The suspect was later identified as Oswald, who was arrested at the Texas Theater on West Jefferson Avenue.

Police whisked Oswald to the downtown police headquarters, where Leavelle had been called back to question him shortly after 2 p.m. that day.

"He (Oswald) was arrested for shooting Officer Tippit, and he (Oswald) got assigned to me for the initial questioning," Leavelle said.

During Leavelle's brief questioning, Oswald denied shooting Tippit.

Leavelle told Oswald that the police department could conduct ballistic tests proving that the bullets extracted from Tippit came from the revolver that Oswald used.

Oswald replied that the test would just have to be done.

During the course of Leavelle's 15-minute questioning of Oswald, Dallas Police Capt. J.W. Fritz heard Oswald's name mentioned.

He immediately recognized Oswald's name in association with being the only depository building employee reported missing immediately following shots being fire at Kennedy's motorcade.

"From there, the captain just took over the interview," Leavelle said.

With Oswald eventually being charged with the murders of both Kennedy and Tippit, the police prepared to transfer Oswald to the Dallas County jail 10 blocks away from the city jail shortly before 11:30 a.m.

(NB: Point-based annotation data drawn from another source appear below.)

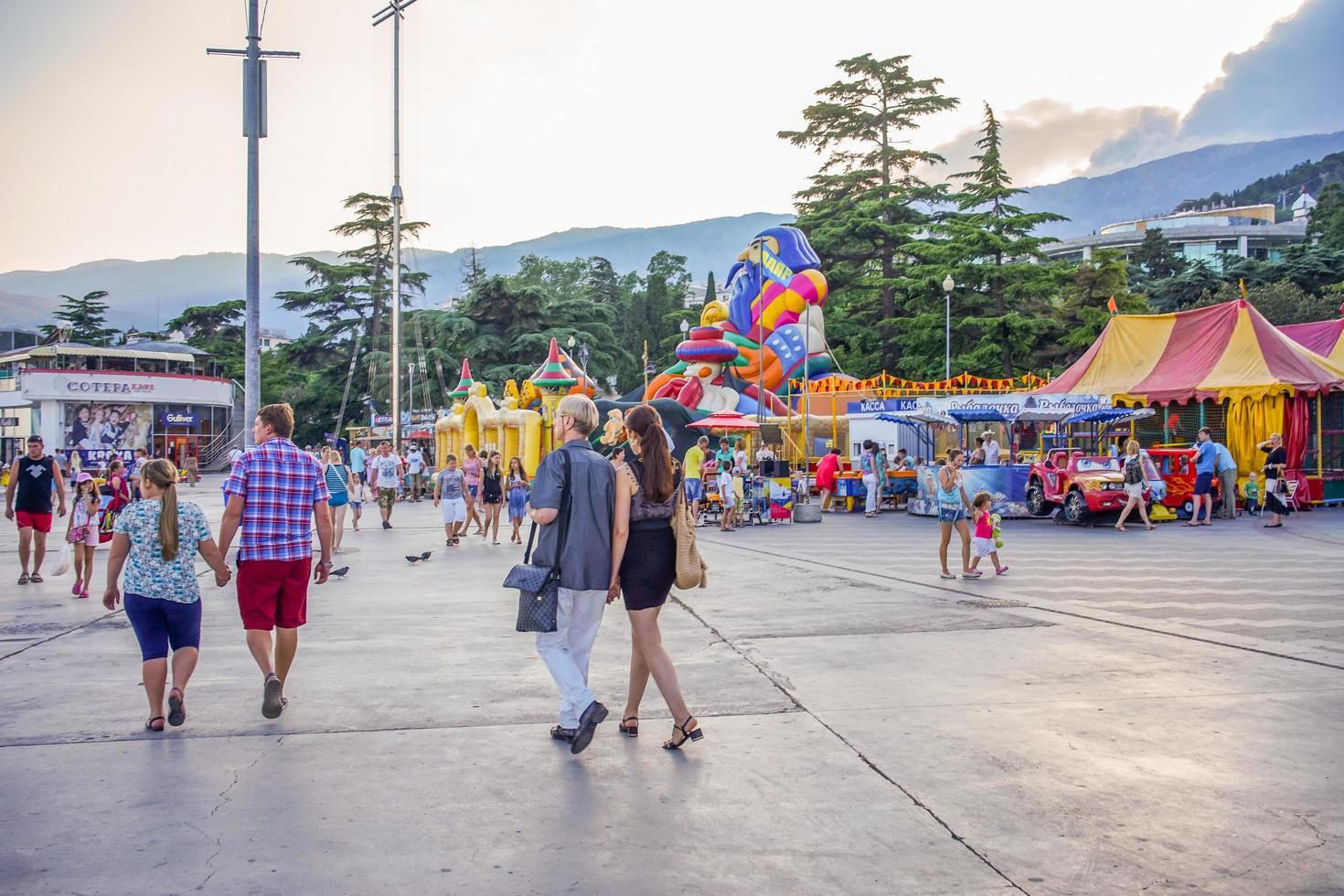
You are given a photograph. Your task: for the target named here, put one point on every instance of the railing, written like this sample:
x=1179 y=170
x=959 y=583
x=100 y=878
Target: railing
x=225 y=443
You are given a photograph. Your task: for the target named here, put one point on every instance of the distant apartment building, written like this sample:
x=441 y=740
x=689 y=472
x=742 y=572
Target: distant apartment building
x=1200 y=234
x=273 y=338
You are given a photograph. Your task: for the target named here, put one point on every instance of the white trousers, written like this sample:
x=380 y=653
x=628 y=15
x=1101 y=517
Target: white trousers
x=566 y=650
x=869 y=483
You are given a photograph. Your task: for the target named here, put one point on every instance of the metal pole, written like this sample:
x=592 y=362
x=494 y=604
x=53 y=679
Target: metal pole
x=946 y=337
x=251 y=320
x=806 y=402
x=397 y=231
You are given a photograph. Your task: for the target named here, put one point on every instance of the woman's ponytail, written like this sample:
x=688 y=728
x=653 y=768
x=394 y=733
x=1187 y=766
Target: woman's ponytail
x=163 y=475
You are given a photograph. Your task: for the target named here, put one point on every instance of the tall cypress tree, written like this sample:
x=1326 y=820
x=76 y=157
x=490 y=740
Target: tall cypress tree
x=1004 y=281
x=864 y=208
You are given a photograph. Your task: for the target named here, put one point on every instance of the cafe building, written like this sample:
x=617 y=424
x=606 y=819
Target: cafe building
x=108 y=402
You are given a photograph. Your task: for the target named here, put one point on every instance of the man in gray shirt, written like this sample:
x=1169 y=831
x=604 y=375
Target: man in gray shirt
x=585 y=563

Sunday, Nov. 24. That morning, police led Oswald through the police headquarters basement as they commenced the transfer by car to the county.

But after Ruby's bullet hit him, Leavelle said Oswald never regained consciousness.

"He ( Oswald) just went straight down after being shot," Leavelle said. "He was still handcuffed to me, so me and another officer had to carry him back to the jail office, get him unhandcuffed from me and placed on a stretcher.

Leavelle stayed with Oswald on the way to Parkland Memorial Hospital. There, he was pronounced dead shortly after 1 p.m.

"I was right in the operating room when the doctors popped the bullet out of Oswald just like it was grape seed," he said.

For Leavelle, those three days in Dallas represented the longest he had ever gone without sleeping-from 7 a.m. Friday to 2 p.m. Sunday.

Looking back on his experience being at two critical events in world history, first at Pearl Harbor, then in Dallas on this day 50 years ago, Leavelle said he feels lucky and reassured of something.

"Had I been in New York the day of 9-11, I would have felt sure that there existed a conspiracy of sorts in my life," he said.